The holding in this case is not inconsistent with Brunyer v. Salt Lake County, Utah, 551 P.2d 521 (1976). In Brunyer, the plaintiff was injured and his wife killed while riding in a car that collided with a car driven by a Salt Lake County employee. The accident occurred April 14, 1973. Brunyer sued Salt Lake County and its employee, who filed a third-party complaint for contribution against the driver of the car in which the Brunyers were riding. The Comparative Negligence Act, on which the third-party complaint was founded, became effective May 8, 1973, and was not by its terms made retroactive. The district court dismissed the complaint for contribution on the ground that the Comparative Negligence Act "established a primary right and duty" that did not exist at the time the injuries occurred and could not be deemed to be retroactive. Therefore, the statute "did not create a right on behalf of the third-party plaintiffs," id. at 522, whether choate or inchoate at the time of the filing of the complaint.
One could conclude that there is an inference that Brunyer in effect holds that the right of contribution arose at the time of the underlying tort. Such an inference is not the stuff out of which holdings are created. The majority opinion did not address the question; it addressed only the issue of retroactivity.

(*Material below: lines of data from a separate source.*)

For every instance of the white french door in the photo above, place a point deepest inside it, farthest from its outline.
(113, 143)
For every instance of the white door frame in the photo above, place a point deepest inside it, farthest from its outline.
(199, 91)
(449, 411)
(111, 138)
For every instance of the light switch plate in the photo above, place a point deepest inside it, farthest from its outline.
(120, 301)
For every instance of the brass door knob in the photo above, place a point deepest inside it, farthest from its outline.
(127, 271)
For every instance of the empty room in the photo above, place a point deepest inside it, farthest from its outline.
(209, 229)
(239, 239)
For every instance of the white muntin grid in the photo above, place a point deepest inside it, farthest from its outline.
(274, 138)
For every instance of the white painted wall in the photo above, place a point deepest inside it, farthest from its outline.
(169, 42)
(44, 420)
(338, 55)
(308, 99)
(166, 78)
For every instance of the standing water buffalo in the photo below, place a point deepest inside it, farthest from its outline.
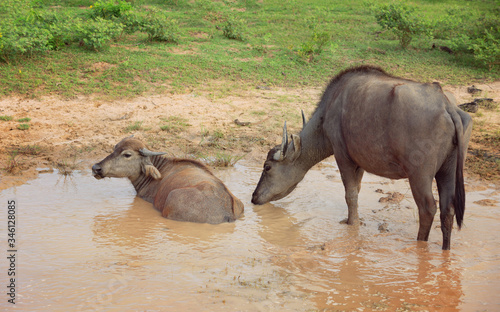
(181, 189)
(391, 127)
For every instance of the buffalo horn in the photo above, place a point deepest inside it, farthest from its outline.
(146, 152)
(303, 120)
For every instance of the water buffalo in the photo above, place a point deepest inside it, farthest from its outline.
(391, 127)
(181, 189)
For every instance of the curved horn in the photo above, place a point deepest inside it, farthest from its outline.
(303, 119)
(284, 142)
(146, 152)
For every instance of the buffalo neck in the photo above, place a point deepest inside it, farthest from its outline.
(144, 185)
(315, 146)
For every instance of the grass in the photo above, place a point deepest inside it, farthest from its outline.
(23, 126)
(13, 162)
(136, 126)
(277, 35)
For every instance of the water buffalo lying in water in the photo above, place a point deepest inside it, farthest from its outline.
(391, 127)
(181, 189)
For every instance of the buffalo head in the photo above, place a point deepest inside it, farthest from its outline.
(282, 171)
(129, 159)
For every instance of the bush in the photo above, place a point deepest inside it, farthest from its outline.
(24, 39)
(160, 28)
(96, 34)
(400, 19)
(234, 28)
(468, 31)
(109, 9)
(486, 49)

Therefore, whether the claim for contribution arises from the occurrence of the underlying tort or at a later time, as we hold, the ruling in Brunyer stands for the proposition that the act was not applicable in any respect to any liability for injuries occurring prior to the effect date of the statute.
As an alternative argument in support of its summary judgment, the City argues on its cross-appeal that the plaintiff's insured had a duty to yield at the intersection irrespective of whether the yield sign was visible or not and therefore the City's failure to keep the sign unobstructed could not have been a proximate cause of the accident. Proximate cause is usually a factual issue and in most circumstances will not be resolved as a matter of law. See, e.g., Harris v. Utah Transit Authority, Utah, 671 P.2d 217 (1983); Jensen v. Mountain States Telephone and Telegraph Co., Utah, 611 P.2d 363 (1980). The proximate cause issue in the instant case is a factual issue.

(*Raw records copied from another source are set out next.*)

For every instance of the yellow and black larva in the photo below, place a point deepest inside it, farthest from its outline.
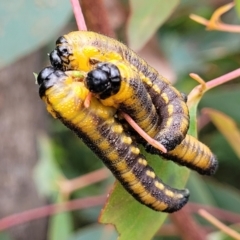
(96, 126)
(82, 50)
(190, 152)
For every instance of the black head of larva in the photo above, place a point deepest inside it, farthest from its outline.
(61, 40)
(47, 78)
(59, 56)
(104, 80)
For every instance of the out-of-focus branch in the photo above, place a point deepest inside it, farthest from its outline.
(187, 228)
(48, 210)
(215, 22)
(67, 186)
(96, 17)
(78, 15)
(230, 232)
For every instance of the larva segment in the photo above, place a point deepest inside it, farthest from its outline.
(82, 50)
(192, 154)
(100, 131)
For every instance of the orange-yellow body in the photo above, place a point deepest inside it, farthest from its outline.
(96, 126)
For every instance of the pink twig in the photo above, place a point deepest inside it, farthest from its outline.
(78, 15)
(223, 79)
(48, 210)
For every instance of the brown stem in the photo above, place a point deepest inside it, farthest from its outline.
(96, 17)
(187, 227)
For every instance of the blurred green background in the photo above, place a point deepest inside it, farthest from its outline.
(36, 151)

The parties also raise the issue of whether the trial court properly taxed the costs of two depositions against the plaintiffs. Because this case must be reversed and remanded for a trial on the merits, it would be premature for us to address this issue now.
Reversed and remanded. Costs to appellant.
HALL, C.J., and HOWE and DURHAM, JJ., concur.
ZIMMERMAN, J., does not participate herein.